The ASP.NET and Azure App Service teams have worked tirelessly together throughout the .NET 5 timeline to make sure ASP.NET developers have access to the latest bits of the .NET 5 runtime on day zero. This means that, as soon as you can download .NET 5 and get started building apps with it, you can deploy those .NET 5 apps to App Service using Visual Studio and Visual Studio Code, and you’ll have full support for deploying .NET 5 apps to App Service using GitHub Actions.

This day-zero availability of .NET 5 on App Service will be made possible by their new Early Access Runtime feature, which will enable not only .NET 5 apps, but every subsequent release of .NET from now on. This means no more waiting for the platform to support the runtime – it’ll “just be there” as soon as the runtime is available. You can learn more about the Azure App Service Early Access Runtime technology on the App Service team’s blog.

Whilst Early Access will give you a supported path to deploying your .NET 5 apps to Azure App Service immediately, there are some slight nuances to how Early Access works with which you can familiarize yourself on the App Service Early Access .NET page. Specifically, you will need to create the App Service in the Azure Portal, and select .NET as the stack (rather than .NET Core), then select .NET 5 as the .NET Framework Version as shown below.

Azure App Service settings for .NET 5

Join us for the .NET 5 release at .NET Conf 2020

Come celebrate with us and learn all about the .NET 5 release at .NET Conf 2020, a FREE, three day virtual developer event co-organized by the .NET community and Microsoft. This year marks the 10th anniversary of the conference, and it will be better than ever with over 80 live sessions from speakers in the community and from the Microsoft product teams. The conference starts today and goes from November 10-12. We hope you can join us!

Thank you!

Thank you to everyone in the community who helped make this release of .NET 5 possible! This release represents the culmination of many GitHub issues, pull requests, design feedback comments and documentation updates contributed by many members of the .NET community. We couldn’t have made it to this point without you!
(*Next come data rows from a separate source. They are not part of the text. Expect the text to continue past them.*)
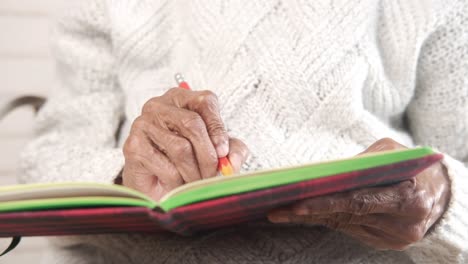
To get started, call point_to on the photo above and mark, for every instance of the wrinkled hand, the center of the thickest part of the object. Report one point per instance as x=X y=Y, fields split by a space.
x=177 y=139
x=390 y=217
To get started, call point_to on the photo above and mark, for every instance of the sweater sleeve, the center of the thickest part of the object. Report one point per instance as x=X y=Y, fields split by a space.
x=76 y=128
x=438 y=116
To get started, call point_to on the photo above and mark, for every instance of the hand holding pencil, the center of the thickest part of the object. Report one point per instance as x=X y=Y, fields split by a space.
x=224 y=165
x=179 y=138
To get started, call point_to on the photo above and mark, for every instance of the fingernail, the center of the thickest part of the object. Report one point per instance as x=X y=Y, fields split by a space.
x=278 y=218
x=301 y=211
x=222 y=149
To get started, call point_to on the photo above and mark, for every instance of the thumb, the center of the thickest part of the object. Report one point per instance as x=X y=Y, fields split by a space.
x=238 y=153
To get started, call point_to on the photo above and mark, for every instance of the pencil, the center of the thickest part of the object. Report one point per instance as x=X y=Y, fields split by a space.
x=224 y=165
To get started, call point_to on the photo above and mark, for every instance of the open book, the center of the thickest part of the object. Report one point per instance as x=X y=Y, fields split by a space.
x=86 y=208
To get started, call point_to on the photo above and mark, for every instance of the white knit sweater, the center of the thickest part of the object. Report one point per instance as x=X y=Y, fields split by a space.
x=297 y=80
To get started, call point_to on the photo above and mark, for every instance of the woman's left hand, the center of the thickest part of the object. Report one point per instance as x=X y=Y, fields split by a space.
x=390 y=217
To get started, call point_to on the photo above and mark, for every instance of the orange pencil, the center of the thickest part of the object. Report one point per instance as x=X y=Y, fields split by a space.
x=224 y=165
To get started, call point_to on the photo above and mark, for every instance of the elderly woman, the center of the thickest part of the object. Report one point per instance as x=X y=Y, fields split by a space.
x=294 y=81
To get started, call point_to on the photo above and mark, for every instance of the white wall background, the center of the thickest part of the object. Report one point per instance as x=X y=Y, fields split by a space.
x=25 y=67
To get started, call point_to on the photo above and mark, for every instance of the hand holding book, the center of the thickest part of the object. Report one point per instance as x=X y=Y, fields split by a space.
x=389 y=217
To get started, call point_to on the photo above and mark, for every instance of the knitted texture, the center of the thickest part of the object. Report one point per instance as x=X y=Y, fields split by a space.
x=298 y=81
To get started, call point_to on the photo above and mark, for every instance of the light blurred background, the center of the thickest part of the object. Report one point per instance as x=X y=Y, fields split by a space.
x=26 y=67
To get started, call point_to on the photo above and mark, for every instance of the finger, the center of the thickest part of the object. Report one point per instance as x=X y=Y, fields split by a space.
x=395 y=229
x=176 y=148
x=383 y=144
x=360 y=202
x=189 y=125
x=238 y=153
x=149 y=166
x=205 y=103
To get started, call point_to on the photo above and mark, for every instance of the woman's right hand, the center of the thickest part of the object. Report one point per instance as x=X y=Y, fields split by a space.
x=177 y=139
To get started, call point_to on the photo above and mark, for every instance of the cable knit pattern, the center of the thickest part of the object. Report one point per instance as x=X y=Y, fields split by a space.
x=297 y=80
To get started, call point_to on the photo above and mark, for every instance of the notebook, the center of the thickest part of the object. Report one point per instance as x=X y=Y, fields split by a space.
x=91 y=208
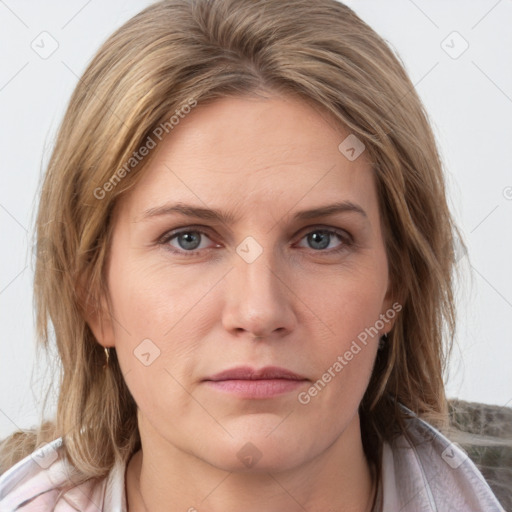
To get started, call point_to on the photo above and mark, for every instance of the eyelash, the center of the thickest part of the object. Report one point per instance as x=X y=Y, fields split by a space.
x=344 y=237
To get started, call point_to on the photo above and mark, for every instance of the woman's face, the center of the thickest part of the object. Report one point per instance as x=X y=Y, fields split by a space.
x=218 y=243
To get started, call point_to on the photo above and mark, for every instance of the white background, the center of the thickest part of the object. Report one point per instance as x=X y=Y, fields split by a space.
x=469 y=99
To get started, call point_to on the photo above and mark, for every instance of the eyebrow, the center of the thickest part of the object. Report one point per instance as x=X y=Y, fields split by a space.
x=228 y=217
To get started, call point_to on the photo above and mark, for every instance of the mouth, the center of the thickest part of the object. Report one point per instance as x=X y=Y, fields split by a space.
x=246 y=382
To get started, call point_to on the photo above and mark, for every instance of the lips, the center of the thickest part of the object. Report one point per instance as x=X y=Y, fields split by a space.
x=248 y=373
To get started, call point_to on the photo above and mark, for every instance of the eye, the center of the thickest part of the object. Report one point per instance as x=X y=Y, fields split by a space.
x=321 y=238
x=189 y=241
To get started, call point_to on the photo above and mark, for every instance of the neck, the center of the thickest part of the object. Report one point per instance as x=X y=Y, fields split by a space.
x=338 y=479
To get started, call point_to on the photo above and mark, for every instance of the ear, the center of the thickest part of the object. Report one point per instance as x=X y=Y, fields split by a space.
x=96 y=312
x=391 y=307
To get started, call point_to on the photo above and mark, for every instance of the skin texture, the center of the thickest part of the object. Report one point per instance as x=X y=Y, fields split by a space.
x=262 y=159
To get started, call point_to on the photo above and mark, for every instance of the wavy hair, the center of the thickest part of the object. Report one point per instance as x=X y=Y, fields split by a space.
x=177 y=51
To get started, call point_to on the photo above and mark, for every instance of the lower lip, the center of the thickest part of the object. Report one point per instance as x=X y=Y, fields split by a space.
x=263 y=388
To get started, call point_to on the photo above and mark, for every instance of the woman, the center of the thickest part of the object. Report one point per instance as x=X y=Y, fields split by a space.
x=247 y=265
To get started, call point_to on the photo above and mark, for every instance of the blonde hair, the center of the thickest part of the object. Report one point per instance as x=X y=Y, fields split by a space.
x=177 y=52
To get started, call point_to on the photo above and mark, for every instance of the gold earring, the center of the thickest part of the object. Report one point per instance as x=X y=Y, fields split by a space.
x=107 y=357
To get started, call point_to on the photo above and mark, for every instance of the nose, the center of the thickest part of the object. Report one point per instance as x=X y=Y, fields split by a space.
x=259 y=301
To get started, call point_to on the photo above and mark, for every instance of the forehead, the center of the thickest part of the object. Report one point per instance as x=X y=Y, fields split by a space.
x=252 y=152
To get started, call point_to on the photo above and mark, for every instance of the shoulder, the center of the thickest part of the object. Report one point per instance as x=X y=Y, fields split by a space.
x=423 y=470
x=45 y=478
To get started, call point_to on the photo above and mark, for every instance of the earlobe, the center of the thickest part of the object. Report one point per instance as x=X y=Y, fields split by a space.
x=97 y=315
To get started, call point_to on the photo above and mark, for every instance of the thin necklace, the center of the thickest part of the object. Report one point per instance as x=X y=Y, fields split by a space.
x=372 y=501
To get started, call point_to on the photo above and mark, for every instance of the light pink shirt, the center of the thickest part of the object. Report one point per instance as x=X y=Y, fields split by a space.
x=421 y=472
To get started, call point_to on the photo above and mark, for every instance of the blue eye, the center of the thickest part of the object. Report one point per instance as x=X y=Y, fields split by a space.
x=190 y=241
x=320 y=239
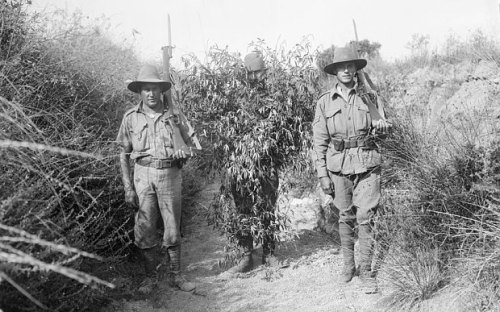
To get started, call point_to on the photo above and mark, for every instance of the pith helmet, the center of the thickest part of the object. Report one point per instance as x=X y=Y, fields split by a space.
x=148 y=74
x=343 y=55
x=254 y=62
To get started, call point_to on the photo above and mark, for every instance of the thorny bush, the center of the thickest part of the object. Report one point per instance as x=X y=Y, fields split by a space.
x=62 y=97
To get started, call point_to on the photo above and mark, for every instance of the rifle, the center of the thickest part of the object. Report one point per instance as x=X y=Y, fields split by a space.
x=368 y=92
x=176 y=118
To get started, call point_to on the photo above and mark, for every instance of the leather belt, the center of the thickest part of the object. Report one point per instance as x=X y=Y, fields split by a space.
x=343 y=144
x=158 y=163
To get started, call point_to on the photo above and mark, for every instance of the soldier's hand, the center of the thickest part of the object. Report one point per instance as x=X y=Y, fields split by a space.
x=326 y=186
x=131 y=199
x=381 y=125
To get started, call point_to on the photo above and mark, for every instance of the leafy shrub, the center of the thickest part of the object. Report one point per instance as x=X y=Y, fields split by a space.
x=252 y=131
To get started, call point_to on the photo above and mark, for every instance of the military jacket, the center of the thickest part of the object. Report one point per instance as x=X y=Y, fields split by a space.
x=343 y=118
x=150 y=136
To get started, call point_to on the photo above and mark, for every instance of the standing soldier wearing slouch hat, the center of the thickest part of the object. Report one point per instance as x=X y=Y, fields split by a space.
x=256 y=197
x=146 y=136
x=348 y=161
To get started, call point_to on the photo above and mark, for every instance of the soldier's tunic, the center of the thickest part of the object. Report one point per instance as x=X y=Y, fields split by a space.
x=341 y=127
x=157 y=177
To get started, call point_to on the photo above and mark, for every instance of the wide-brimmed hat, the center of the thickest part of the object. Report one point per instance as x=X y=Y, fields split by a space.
x=254 y=62
x=343 y=55
x=148 y=74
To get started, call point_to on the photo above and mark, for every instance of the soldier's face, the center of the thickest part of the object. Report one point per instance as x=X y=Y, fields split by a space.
x=345 y=72
x=151 y=94
x=256 y=76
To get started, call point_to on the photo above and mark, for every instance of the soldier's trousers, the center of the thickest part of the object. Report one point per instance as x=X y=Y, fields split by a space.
x=357 y=196
x=159 y=192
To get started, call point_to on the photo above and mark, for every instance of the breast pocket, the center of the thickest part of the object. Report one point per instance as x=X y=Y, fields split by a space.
x=333 y=121
x=139 y=135
x=363 y=120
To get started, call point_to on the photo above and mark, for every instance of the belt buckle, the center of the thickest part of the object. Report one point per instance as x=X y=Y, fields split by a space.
x=162 y=163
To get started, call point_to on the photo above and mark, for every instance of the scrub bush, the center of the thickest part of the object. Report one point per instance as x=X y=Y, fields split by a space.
x=61 y=103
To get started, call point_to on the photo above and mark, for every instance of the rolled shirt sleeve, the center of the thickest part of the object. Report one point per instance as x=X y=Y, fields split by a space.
x=321 y=139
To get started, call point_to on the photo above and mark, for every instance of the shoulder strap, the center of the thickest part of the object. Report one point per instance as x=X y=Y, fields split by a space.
x=371 y=107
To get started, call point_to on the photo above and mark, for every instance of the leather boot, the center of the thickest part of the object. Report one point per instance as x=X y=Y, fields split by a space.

We hope you enjoy this release of ASP.NET Core in .NET 5. We are eager to hear about your experiences with this latest release. Let us know what you think on GitHub by filing new issues and by commenting on or expressing your support (👍) for existing ones.

Thanks again for trying out ASP.NET Core!


Discussion is closed. Login to edit/delete existing comments.

  • Chandu Guda 0

    How can implement xbap kind of applications using Blazor or WebAssembly?

  • Marcel 0

    Congrats on getting the App Service day zero achievement with the release this year!

    This is a huge benefit and especially welcome after the tumultuous ~8 month delay last year which prevented us from upgrading (in fact forced us to downgrade after upgrading), and given the repeated missed dates of the the App Service release (first 3mo estimate, then 6mo, then finally 8mo later!).

    Having said that, it would be great to know when the estimated release would be with this release, given the Early Release cold-start costs which might prevent us upgrading in production environments. Any idea when we might (realistically) expect it to become GA in App Service?